Purtroppo non sono molto ottimista, per una questione di mancanza di cultura e fiducia verso altre forme di organizzazione della società, che non sia quella neoliberista. Gli investimenti da affrontare per modificare i business models delle compagnie tessili e di moda esistenti, in business models più sostenibili ed etici sono altissimi e snaturerebbero molte compagnie (vedi le compagnie di fast fashion). Inoltre, nei paesi in via di sviluppo, per i produttori è impensabile resistere ai dettami delle fast fashion value chains che, in gergo tecnico, si dicono ‘captive’, ovvero dove la governance, il controllo su costi e pratiche, è esercitato dalla multinazionale su tutti gli altri fornitori. L’unica speranza è un cambiamento della mentalità del consumatore, anch’esso comunque soggetto alla polarizzazione della ricchezza e che, temo, avrà sempre meno potere d’acquisto se non si adotteranno serie politiche a beneficio del welfare e del lavoro, soprattutto nel settore creativo e nella ricerca.
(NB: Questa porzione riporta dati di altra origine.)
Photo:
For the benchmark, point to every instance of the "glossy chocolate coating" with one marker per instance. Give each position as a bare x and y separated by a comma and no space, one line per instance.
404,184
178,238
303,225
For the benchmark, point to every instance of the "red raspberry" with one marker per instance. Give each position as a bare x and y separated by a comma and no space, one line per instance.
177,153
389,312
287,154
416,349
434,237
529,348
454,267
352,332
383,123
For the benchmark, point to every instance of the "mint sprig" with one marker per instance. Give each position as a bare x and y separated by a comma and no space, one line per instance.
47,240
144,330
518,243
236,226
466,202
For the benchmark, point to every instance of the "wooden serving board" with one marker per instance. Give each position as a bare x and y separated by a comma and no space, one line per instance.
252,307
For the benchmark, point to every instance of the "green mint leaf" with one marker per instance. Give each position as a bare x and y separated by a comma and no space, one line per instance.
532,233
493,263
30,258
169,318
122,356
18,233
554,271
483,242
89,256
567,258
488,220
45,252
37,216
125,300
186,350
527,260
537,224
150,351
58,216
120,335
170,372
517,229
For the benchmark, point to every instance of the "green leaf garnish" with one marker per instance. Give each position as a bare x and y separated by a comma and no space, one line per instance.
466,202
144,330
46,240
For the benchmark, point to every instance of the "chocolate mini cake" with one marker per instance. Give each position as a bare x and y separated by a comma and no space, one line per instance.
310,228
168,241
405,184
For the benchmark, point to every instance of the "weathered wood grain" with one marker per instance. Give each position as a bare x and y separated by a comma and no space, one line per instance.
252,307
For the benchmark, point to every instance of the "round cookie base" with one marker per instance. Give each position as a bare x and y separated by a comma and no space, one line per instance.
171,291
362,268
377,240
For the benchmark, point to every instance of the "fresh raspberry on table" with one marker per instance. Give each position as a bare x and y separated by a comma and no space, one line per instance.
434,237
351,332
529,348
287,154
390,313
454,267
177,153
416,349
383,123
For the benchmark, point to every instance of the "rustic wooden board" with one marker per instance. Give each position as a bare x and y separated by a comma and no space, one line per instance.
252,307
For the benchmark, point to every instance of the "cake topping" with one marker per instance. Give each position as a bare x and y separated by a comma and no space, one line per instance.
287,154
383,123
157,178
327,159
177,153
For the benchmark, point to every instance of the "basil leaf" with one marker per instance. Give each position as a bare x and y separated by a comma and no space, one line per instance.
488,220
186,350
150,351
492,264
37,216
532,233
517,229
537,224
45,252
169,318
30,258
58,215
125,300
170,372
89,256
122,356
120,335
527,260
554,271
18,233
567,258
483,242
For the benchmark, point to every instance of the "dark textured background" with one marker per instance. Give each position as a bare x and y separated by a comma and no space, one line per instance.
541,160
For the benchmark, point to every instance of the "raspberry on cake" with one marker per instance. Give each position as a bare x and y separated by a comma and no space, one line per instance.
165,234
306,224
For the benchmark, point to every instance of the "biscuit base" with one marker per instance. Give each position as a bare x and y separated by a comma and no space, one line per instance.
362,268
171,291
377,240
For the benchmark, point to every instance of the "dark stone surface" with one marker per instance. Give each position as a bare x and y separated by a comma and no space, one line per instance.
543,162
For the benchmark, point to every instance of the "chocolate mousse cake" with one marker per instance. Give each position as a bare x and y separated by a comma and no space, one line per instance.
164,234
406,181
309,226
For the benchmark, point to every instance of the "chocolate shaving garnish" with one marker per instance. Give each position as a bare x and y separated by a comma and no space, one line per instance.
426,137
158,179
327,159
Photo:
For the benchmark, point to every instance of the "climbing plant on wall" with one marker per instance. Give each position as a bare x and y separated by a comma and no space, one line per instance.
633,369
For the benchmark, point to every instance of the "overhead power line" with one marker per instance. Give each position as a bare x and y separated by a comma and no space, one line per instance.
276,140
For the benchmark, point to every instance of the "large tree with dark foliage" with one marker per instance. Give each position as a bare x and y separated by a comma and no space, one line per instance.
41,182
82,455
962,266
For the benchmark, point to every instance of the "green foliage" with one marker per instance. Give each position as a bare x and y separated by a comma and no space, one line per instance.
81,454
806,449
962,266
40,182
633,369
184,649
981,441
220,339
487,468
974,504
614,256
6 Fashion Guerilla © Veronica Spano

Was kann deiner Meinung nach jede*r einzelne von uns tun?

Allo stesso modo in cui abbiamo lentamente imparato che la carne, la frutta e la verdura non nascono belle che pronte al supermercato, penso che sia necessario ricordare a noi stessi, quotidianamente e con disciplina, che neanche un vestito nasce direttamente in negozio. Dobbiamo imparare a investire meglio il denaro che abbiamo a disposizione e sapere che non ogni euro, ma addirittura ogni singolo centesimo che spendiamo, costituiscono un voto, un voto politico che supporta il sistema che ha permesso a quel prodotto di arrivare sugli scaffali. Anche se il problema risiede a migliaia di chilometri da noi, ogni volta che paghiamo una maglietta meno di 30 euro dobbiamo sapere che in qualche punto del mondo e della filiera, abbiamo validato lo sfruttamento e la violazione dei diritti umani e dell’ambiente. E questo dato non è soggetto a dibattito o negoziazione, è la realtà verificata da numerosi studi. Occorre lottare contro la dissonanza cognitiva, che ci porta ad affermare pubblicamente di aderire al modello sostenibile affinché l’opinione pubblica ci possa giudicare positivamente, ma di non svolgere in concreto nessuna azione per modificare il nostro stile di vita. 

Deine nächsten Schritte?

Sto lavorando a un progetto di comunicazione di tutte le conoscenze, esperienze e sfide che contraddistinguono gli individui e le imprese nel campo della moda sostenibile. Anzi, se qualche giovane designer fosse interessat* a sviluppare dei contenuti originali e sperimentali sul mondo della moda, della sostenibilità e dell’economia circolare, non esiti a scrivermi per una collaborazione a veronicaspano@icloud.com! 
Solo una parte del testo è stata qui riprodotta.